Рис.
Второй эпизод – «То слившись в черный мрак» - демонстрирует развитие тематического элемента и приводит к кульминации (т. 43-48). В самый трагический момент на словах «унылый смерти звон», как символ смерти, звучит тяжело падающий «колокольный» бас на фоне «малых колоколов» - аккордов верхнего регистра фортепиано. Этот звон внушает не страх, а скорбное раздумье о грядущем:
Рис.
Поразительным контрастом звону смерти звучит нежная задумчивая фраза «Предвестница звезда» (Andantino mosso). Монолог заканчивается тихо и умиротворенно. Это позволят предположить, что для лирического героя цикла смерть видится не страшной, неотвратимой неизбежностью, а светлым уходом в иной, лучший мир.
Заключительный монолог «Над рекой»
является кодой всего цикла, в которой не происходит просветления. Текст монолога не оставляет возможностей для неоднозначной трактовки; итог цикла – пессимистический:
Месяц задумчивый, звезды далекие
С темного неба водами любуются;
Молча смотрю я на воды глубокие —
Тайны волшебные сердцем в них чуются.
Плещут, таятся ласкательно-нежные:
Много в их ропоте силы чарующей,
Слышатся думы и страсти безбрежные,
Голос неведомый, душу волнующий.
Нежит, пугает, наводит сомнение:
Слушать велит ли он? — С места б не двинулся!
Гонит ли прочь? — Убежал бы в смятении!
В глубь ли зовет? — Без оглядки бы кинулся!

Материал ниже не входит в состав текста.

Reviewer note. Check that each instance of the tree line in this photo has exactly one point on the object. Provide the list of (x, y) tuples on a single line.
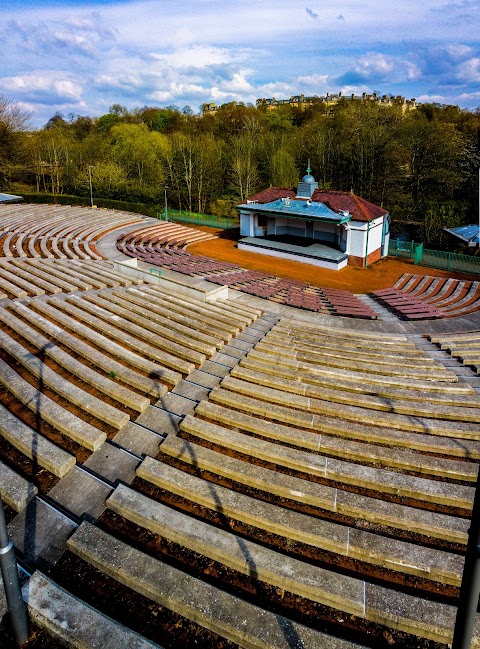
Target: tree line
[(420, 165)]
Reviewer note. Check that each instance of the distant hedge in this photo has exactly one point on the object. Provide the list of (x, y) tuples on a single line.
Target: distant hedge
[(65, 199)]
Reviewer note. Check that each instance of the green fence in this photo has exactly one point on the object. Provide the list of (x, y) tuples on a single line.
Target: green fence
[(450, 261), (408, 249), (434, 258), (222, 222)]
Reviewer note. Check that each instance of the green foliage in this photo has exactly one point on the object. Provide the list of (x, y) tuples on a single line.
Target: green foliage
[(421, 165)]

Содержание стихотворения несет в себе что-то таинственное, неведомое, и манящее. Герой находится в угнетающем безысходном состоянии, но не предается отчаянию, а пребывает в состоянии прострации (медитации), устремляясь сознанием в Космос или в глубины волн.
«Это самый печальный романс, проникнутый чувством безнадежности, душевного оцепенения, какого-то спокойного отчаяния» - пишет Н. Туманина [13, c. 170].

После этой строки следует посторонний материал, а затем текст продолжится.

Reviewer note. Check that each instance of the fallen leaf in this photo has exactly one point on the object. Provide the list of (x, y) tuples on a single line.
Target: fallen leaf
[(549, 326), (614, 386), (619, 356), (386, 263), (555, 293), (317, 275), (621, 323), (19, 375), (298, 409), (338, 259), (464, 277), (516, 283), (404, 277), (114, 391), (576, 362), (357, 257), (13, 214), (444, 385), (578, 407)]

Надо отметить, что это стихотворение привлекло не только Мусоргского. М. Балакирев также нашел в нем нечто, созвучное своим настроениям в поздний период творчества (1895-1896), однако осмыслил образ в чисто пейзажном плане.

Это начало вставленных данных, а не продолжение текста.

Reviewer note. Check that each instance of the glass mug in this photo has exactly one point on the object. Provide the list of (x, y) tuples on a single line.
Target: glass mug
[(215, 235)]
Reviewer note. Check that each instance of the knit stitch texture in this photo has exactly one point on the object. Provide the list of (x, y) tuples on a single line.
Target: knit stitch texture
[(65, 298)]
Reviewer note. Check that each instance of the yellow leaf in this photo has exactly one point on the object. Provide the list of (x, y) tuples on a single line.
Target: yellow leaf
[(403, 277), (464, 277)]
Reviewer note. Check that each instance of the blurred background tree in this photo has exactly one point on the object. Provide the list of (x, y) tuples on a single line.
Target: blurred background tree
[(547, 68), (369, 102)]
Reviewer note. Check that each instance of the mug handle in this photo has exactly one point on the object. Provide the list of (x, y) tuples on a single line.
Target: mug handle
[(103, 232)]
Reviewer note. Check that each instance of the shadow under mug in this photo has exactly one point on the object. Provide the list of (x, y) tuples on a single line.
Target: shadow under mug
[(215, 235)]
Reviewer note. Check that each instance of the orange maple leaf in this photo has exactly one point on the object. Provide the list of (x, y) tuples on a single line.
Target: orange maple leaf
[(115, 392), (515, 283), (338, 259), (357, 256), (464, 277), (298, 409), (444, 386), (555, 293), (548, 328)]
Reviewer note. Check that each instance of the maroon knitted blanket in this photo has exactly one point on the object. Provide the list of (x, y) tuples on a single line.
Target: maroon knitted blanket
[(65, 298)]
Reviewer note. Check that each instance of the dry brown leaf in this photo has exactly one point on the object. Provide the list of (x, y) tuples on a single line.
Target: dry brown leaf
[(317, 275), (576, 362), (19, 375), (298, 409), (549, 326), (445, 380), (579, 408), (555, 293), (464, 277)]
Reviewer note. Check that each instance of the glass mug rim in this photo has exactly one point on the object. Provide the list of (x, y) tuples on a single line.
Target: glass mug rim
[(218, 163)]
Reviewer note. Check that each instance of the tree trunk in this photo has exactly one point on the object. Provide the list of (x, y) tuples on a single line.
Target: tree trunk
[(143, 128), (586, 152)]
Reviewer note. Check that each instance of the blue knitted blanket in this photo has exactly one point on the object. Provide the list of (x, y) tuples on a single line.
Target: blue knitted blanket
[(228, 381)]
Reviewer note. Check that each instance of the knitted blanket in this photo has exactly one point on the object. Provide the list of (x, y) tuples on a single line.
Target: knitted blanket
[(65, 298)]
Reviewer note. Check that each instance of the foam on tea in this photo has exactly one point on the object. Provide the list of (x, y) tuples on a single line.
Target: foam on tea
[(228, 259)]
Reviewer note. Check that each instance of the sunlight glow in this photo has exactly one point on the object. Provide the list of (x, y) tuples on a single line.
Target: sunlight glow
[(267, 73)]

Мелодия монолога звучит очень ласково, выразительно, нежно, излагается на зыбком триольном фоне, напоминающем тихое звучание колоколов:
Рис.
Во втором предложении (такты 6-9) появляются «волшебно-таинственные», убаюкивающие интонации, от завораживающей силы которых будто невозможно уйти. Весь монолог строится на звукоряде мелодического мажора, дополненного мажоро-минорными средствами; лейт-аккорд VIb сочетается с «неаполитанской» гармонией, что придает особенную трагедийность в рамках мажорного лада. «Пограничное» состояние психики подчеркивается увеличенными трезвучиями, которые впервые появляются в окончании первой строфы (такт 16), а, начиная со второй строфы, становятся важнейшим гармоническим средством.
Уменьшенные трезвучия также обнаруживают себя в музыкальной ткани монолога; на их основе строится «таинственный» мотив – два Ум53, поднимающихся по секундам (dis-fis-a, eis-gis-h) и нисходящее Ув53 (cis-a-eis):
Рис.
Все произведение пронизано одним неизменным ритмом; нет значительных контрастов и в типах фортепианной фактуры. Мягко колышущееся остинато триольного басового голоса с разным мелодизированным или аккордовым рисунком придает монологу, помимо эффекта оцепенения, особую тончайшую чувственность, красочность.